L’argomento pretenderebbe un esame approfondito dei singoli argomenti, accompagnato da esempi concreti, analisi che qui, per ovvie ragioni di spazio, è difficile realizzare.

Diversamente è possibile dare delle indicazioni a carattere generale, che possono aiutare i tecnici nella loro attività di progettazione di un “sistema anticaduta fisso”.

Prima di tutto, considerato che i dispositivi anticaduta rientrano nei DPI di 3^, secondo quanto prescritto dal d. lgs. 475/1992, scegliere solo prodotti marcati CE.

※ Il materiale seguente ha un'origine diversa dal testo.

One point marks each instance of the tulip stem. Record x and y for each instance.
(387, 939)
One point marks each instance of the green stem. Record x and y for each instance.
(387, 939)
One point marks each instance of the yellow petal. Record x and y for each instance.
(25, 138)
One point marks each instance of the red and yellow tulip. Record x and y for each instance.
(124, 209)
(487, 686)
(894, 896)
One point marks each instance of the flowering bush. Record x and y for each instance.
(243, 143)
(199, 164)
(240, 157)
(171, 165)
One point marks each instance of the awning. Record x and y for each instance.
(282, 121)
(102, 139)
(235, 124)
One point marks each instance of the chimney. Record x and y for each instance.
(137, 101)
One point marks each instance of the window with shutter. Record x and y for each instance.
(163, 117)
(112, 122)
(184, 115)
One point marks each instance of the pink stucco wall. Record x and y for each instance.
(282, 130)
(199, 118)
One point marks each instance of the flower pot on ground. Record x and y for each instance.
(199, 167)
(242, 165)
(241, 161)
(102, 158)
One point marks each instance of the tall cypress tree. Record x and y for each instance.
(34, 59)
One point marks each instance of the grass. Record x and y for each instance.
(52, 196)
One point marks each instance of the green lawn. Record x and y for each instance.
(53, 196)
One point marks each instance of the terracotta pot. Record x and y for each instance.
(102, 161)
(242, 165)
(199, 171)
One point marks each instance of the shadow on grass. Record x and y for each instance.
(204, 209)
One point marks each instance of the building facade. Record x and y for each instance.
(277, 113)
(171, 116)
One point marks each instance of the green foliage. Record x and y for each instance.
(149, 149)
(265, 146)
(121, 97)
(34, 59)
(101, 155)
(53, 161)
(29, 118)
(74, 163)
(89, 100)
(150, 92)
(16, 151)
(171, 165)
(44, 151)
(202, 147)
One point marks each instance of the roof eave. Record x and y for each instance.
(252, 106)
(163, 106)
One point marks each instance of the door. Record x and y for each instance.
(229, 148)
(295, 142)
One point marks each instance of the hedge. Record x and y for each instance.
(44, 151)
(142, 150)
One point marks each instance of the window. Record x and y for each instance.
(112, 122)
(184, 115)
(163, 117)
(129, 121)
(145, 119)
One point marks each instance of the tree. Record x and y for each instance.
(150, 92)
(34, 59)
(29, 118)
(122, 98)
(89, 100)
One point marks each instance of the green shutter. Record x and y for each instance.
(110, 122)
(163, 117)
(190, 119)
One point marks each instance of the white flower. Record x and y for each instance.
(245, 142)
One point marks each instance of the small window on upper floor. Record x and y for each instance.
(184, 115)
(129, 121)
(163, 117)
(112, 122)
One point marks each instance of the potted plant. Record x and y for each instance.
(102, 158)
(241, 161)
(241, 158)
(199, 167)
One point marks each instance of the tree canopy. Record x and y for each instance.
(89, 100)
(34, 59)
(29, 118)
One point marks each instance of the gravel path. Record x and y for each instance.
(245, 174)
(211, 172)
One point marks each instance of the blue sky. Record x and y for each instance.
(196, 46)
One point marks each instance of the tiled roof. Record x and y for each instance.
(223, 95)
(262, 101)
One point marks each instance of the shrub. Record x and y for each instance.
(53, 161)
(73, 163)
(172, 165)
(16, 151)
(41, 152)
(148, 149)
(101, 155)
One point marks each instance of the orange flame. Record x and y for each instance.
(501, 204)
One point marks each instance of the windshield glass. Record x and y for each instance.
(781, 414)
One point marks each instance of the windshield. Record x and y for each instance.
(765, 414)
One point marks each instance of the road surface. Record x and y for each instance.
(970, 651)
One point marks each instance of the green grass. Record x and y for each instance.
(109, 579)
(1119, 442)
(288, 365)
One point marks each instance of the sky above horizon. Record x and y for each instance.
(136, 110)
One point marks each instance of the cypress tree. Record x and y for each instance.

Secondo punto: in funzione di quanto si voglia far costare la manutenzione dei manti di copertura e dei dispositivi stessi, scegliere prodotti che possano deformarsi in tutto, in parte o niente. In relazione a ciò, si sappia che le deformazioni strutturali dei componenti dei sistemi anticaduta obbligano una manutenzione che prevede la loro sostituzione; in riferimento a ciò, si dovrà anche considerare che la sostituzione dei componenti comporta necessariamente la manutenzione delle strutture del tetto e dei rispettivi manti di copertura, con i relativi costi.

Terza considerazione preliminare: la fruibilità del sistema anticaduta da parte dell’utilizzatore, infatti è dimostrato che più i sistemi anticaduta sono difficoltosi nell’uso, meno saranno utilizzati da parte dei lavoratori addetti alla manutenzione.

Conseguenza è che, se i dispositivi installati non verranno utilizzati, avremmo fatto spendere inutilmente soldi al nostro committente, il quale rimarrebbe esposto (nonostante la spesa) a responsabilità risarcitoria, assieme al progettista, al direttore lavori ed al coordinatore della sicurezza (se nominato).

Questi tre livelli di valutazioni preliminari, non esauriscono le questioni che i tecnici, deputati alla messa in sicurezza delle coperture, debbono considerare, ma possono costituire la base da cui partire per effettuare uno screening degli obiettivi e la scelta dei prodotti da installare.